Anyway, regarding why his solution is faster, You have an if condition with a lot of variables, he has only used one variable prev_obj, using the reverse order makes it possible to do with just one variable. So the number of basic mathematical operations are more in your case, so with same O(n) complexity each of your n-loops is longer than his.
Just look at your count varible, in every iteration its value is left+1 you could return left+1, just removing that would decrease n amount of count=count+1 you have to do.
I just posted this solution and it is 76% faster
class Solution:
def removeDuplicates(self, nums: List[int]) -> int:
a=sorted(set(nums),key=lambda item:item)
for i,v in enumerate(a):
nums[i]=v
return len(a)
and this one gives faster than 90%.
class Solution:
def removeDuplicates(self, nums: List[int]) -> int:
a ={k:1 for k in nums} #<--- this is O(n)
for i,v in enumerate(a.keys()): #<--- this is another O(n), but the length is small so O(m)
nums[i]=v
return len(a)
You can say both of them are more than O(n) if you look at the for loop, But since we are working with dublicate members when I am looping over the reduced memebers while your code is looping over all memebers.

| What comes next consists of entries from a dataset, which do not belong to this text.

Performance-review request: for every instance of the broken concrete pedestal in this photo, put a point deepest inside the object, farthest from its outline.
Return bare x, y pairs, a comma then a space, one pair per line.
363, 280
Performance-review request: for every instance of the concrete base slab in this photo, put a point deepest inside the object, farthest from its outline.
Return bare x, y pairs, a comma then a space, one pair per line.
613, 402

So the time required to make that unique set/dict is if lesser than time required for you to loop over those extra members and to check for if conditions, then my solution can be faster.

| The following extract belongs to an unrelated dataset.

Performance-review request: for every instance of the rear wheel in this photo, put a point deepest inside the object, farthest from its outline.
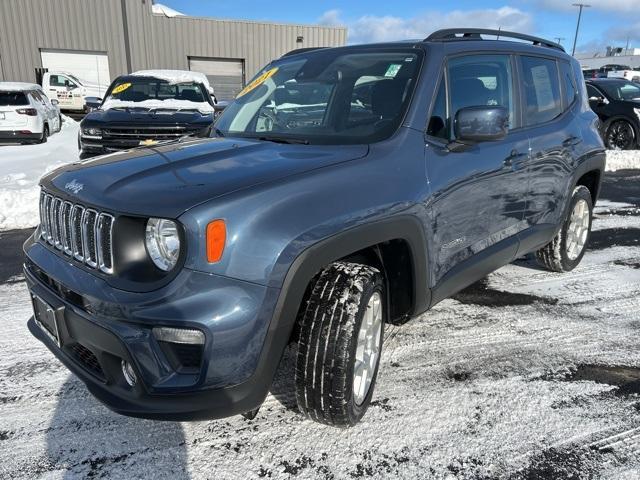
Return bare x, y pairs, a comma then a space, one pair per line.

If we have a deque as : queue=collections.deque([0]) and list as : arr=[0].
Will queue.popleft() be faster ? Will arr.pop(0) be slower? Is there a difference in time complexity?
Yes. list.pop(0) is O(n), and deque.popleft() is O(1).
popleft is just a shortcut to pop(0), same way pop() is a shortcut to pop(len(sequence)-1), it's not suddenly performing a different operation with a different time complexity, as is also mentioned in the documentation
Indexed access is O(1) at both ends but slows to O(n) in the middle. For fast random access, use lists instead.